Risks and open questions

• Maintaining Fidelity of Compact Juries: While aggregated task outcomes remain stable, the higher internal dissent in compact juries suggests a potential for subtle biases or inconsistencies that might become problematic in highly sensitive applications. Operators must carefully monitor the types of tasks where compact juries are deployed and ensure that the “stable evaluation contract” is robust enough to absorb this internal variability without compromising overall quality.
• Complexity of Contract Definition: Defining a “stable evaluation contract” for highly subjective or rapidly evolving tasks can be challenging. The initial investment in meticulously crafting these contracts, particularly for complex domain-specific knowledge, could be substantial. This requires deep collaboration between domain experts and AI engineers.
• Generalizability Across Domains: The study focused on specific tasks.

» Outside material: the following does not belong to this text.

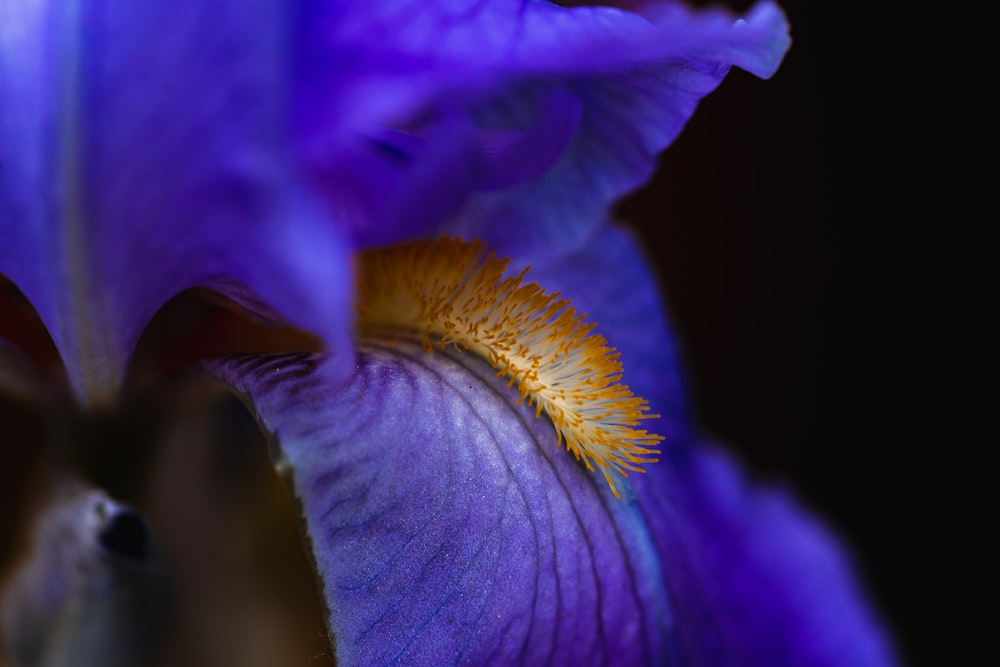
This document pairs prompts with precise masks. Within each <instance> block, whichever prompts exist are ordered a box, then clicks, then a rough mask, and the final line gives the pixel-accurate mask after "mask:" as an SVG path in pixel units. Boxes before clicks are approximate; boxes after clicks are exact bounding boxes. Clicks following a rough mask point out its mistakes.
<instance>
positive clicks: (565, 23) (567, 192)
mask: <svg viewBox="0 0 1000 667" xmlns="http://www.w3.org/2000/svg"><path fill="white" fill-rule="evenodd" d="M306 15H307V16H308V17H309V25H310V26H311V29H309V30H306V31H305V35H306V36H305V38H304V40H303V47H302V49H301V54H302V56H301V63H302V65H301V67H300V68H299V70H300V96H299V104H298V108H299V113H298V116H297V117H298V125H297V127H298V129H299V131H300V140H301V141H302V146H303V150H304V153H305V155H306V156H307V161H308V162H309V163H310V164H312V166H313V168H314V170H315V172H316V173H318V174H319V179H320V180H321V181H324V182H327V183H329V184H330V185H329V187H333V188H334V189H336V184H337V183H339V182H340V179H338V178H337V176H338V175H339V174H342V173H345V172H348V171H349V170H350V168H351V165H353V168H354V169H355V170H357V169H359V168H364V169H379V168H381V169H383V170H385V169H386V168H388V173H390V174H394V175H395V176H394V177H389V178H387V179H386V180H384V181H383V184H382V187H383V188H384V189H382V190H381V192H382V193H383V194H382V196H374V195H369V196H368V197H367V198H366V199H365V200H364V201H363V202H360V203H358V202H355V203H356V204H357V206H358V208H359V209H360V210H363V211H364V212H365V213H366V214H367V215H358V214H356V215H355V216H354V218H353V220H354V224H353V226H352V231H353V233H354V236H355V238H356V239H357V240H358V241H359V242H361V243H362V244H385V243H389V242H394V241H399V240H403V239H406V238H410V237H412V236H413V235H415V234H417V233H419V232H420V230H421V229H427V228H428V227H430V228H434V229H436V230H437V231H439V232H440V231H442V230H441V227H440V219H439V218H440V213H441V212H443V211H448V210H449V209H451V210H453V211H455V212H456V218H455V219H454V220H452V221H451V223H450V224H449V225H448V226H447V228H446V229H445V230H444V231H447V232H448V233H453V234H458V235H460V236H464V237H467V238H473V237H480V238H483V239H484V240H486V241H487V242H488V243H489V244H490V245H491V247H494V248H495V249H497V250H498V251H500V252H502V253H504V254H508V255H518V254H524V253H528V252H530V251H535V252H536V253H541V252H544V249H546V248H549V247H551V246H553V245H556V246H557V247H560V248H566V247H572V245H573V244H574V243H576V242H579V241H581V240H582V239H583V238H585V237H586V236H587V234H588V232H589V227H588V225H587V222H586V221H591V222H592V221H594V220H599V219H600V218H601V214H603V212H604V209H605V208H606V207H607V206H608V204H609V203H611V202H612V201H613V200H614V199H616V198H617V197H619V196H621V195H622V194H624V193H625V192H627V191H628V190H630V189H633V188H635V187H637V186H639V185H640V184H641V183H642V182H643V181H644V180H645V179H646V178H648V176H649V175H650V173H651V172H652V169H653V167H654V160H655V157H656V155H657V154H658V153H659V152H660V151H662V150H663V149H664V148H665V147H666V146H667V145H668V144H669V143H670V142H671V141H673V139H674V138H675V137H676V136H677V134H678V133H679V132H680V130H681V129H682V127H683V125H684V124H685V123H686V121H687V119H688V118H689V117H690V115H691V114H692V113H693V111H694V109H695V107H696V105H697V103H698V101H699V100H700V99H702V98H703V97H704V96H705V95H706V94H708V93H709V92H711V91H712V90H713V89H714V88H715V87H716V86H717V85H718V84H719V82H720V81H721V80H722V78H723V77H724V76H725V74H726V73H727V72H728V70H729V68H730V66H732V65H736V66H738V67H741V68H744V69H746V70H748V71H750V72H752V73H754V74H757V75H758V76H763V77H766V76H770V75H771V74H772V73H773V72H774V71H775V69H776V68H777V67H778V64H779V63H780V61H781V58H782V57H783V55H784V53H785V51H786V50H787V49H788V46H789V37H788V26H787V24H786V22H785V18H784V16H783V14H782V13H781V10H780V9H778V8H777V7H776V6H775V5H774V4H773V3H770V2H762V3H760V4H758V5H757V6H756V7H755V8H754V9H752V10H751V11H750V12H749V13H748V14H747V15H746V20H745V21H737V18H736V17H735V16H733V15H730V14H728V13H726V12H723V11H720V10H709V11H700V12H694V11H691V10H687V9H684V8H683V7H681V6H679V5H677V4H675V3H663V4H655V3H654V4H652V5H651V6H649V7H647V8H646V9H645V10H644V13H643V15H639V14H634V13H630V12H624V11H620V10H617V9H613V8H608V7H575V8H565V7H558V6H555V5H552V4H550V3H547V2H522V1H520V0H493V1H490V2H472V1H471V0H452V1H451V2H444V3H426V2H416V1H412V0H384V1H381V2H374V3H364V4H363V5H362V4H354V3H319V2H314V3H309V9H308V10H307V12H306ZM345 63H346V64H345ZM345 107H348V108H356V109H358V110H366V111H368V112H371V111H372V110H374V109H377V110H379V112H380V114H381V116H374V115H373V116H369V117H368V118H367V119H363V120H362V121H359V120H358V119H357V118H354V117H352V118H353V119H352V120H349V119H348V118H347V117H346V116H344V115H341V114H339V113H338V114H336V115H333V114H331V112H330V110H331V109H338V110H340V109H343V108H345ZM417 109H419V110H421V112H420V113H416V112H415V110H417ZM345 122H352V123H355V125H354V127H362V128H363V126H364V123H365V122H367V123H369V125H370V130H369V134H370V141H372V142H375V141H378V142H379V145H381V146H383V147H384V148H386V150H387V152H388V153H389V154H391V155H392V156H393V159H394V162H392V163H390V162H389V160H388V159H387V158H386V157H385V156H378V155H377V154H375V153H373V152H372V151H370V150H366V151H363V152H362V157H361V160H360V161H359V160H358V159H354V158H353V156H354V155H357V154H358V151H354V152H351V151H348V152H347V153H345V152H344V151H343V149H342V147H341V146H340V145H339V144H338V141H339V140H341V139H342V137H343V136H345V135H344V133H343V132H342V131H341V127H342V125H341V124H342V123H345ZM386 127H389V128H392V129H397V130H402V132H401V134H399V135H397V136H398V138H399V139H398V140H392V139H389V140H388V143H383V142H384V141H385V139H383V137H384V136H385V134H384V130H385V129H386ZM431 136H433V137H434V139H433V140H430V137H431ZM446 146H448V147H447V148H446ZM424 151H433V153H432V155H433V156H434V157H435V159H441V156H443V155H447V158H448V159H447V160H446V161H445V162H441V163H439V167H440V171H439V172H438V174H439V179H438V181H437V185H438V187H436V188H430V189H426V188H421V189H419V190H414V189H412V188H410V187H407V186H408V185H410V184H411V183H412V181H411V180H409V179H403V178H402V177H401V176H400V174H404V173H408V172H409V171H411V170H412V171H418V170H420V168H421V165H422V164H423V163H424V162H425V156H424ZM341 154H351V155H352V159H351V160H350V161H346V162H345V161H342V160H340V159H339V158H338V155H341ZM372 165H374V166H372ZM386 183H388V184H389V185H388V186H386V185H385V184H386ZM398 192H402V193H404V195H403V198H404V199H408V201H414V199H416V200H419V199H420V195H423V196H425V197H428V198H429V200H430V202H431V203H430V206H429V208H430V210H433V211H434V212H435V216H427V215H423V214H422V212H421V211H422V207H420V206H412V205H411V206H407V207H406V208H402V207H399V206H396V205H394V204H391V203H388V202H394V201H395V200H396V194H397V193H398ZM469 192H478V194H476V195H475V196H473V198H472V201H471V202H468V204H467V205H464V206H463V205H461V204H463V202H465V195H466V194H468V193H469ZM385 193H392V194H391V195H387V194H385ZM400 211H402V212H403V213H404V215H403V216H401V217H400V216H399V215H398V213H399V212H400ZM512 221H513V222H512ZM582 221H584V222H582ZM556 242H557V243H556Z"/></svg>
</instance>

It remains an open question how well the AsymmetryZero framework and the observed performance of compact juries will generalize across a wider array of domains and task complexities, especially those requiring nuanced ethical or safety considerations.
• Evolving Frontier Models: As frontier models continue to improve rapidly, the cost-benefit analysis of using compact juries might shift. Continuous re-evaluation of the optimal jury composition will be necessary.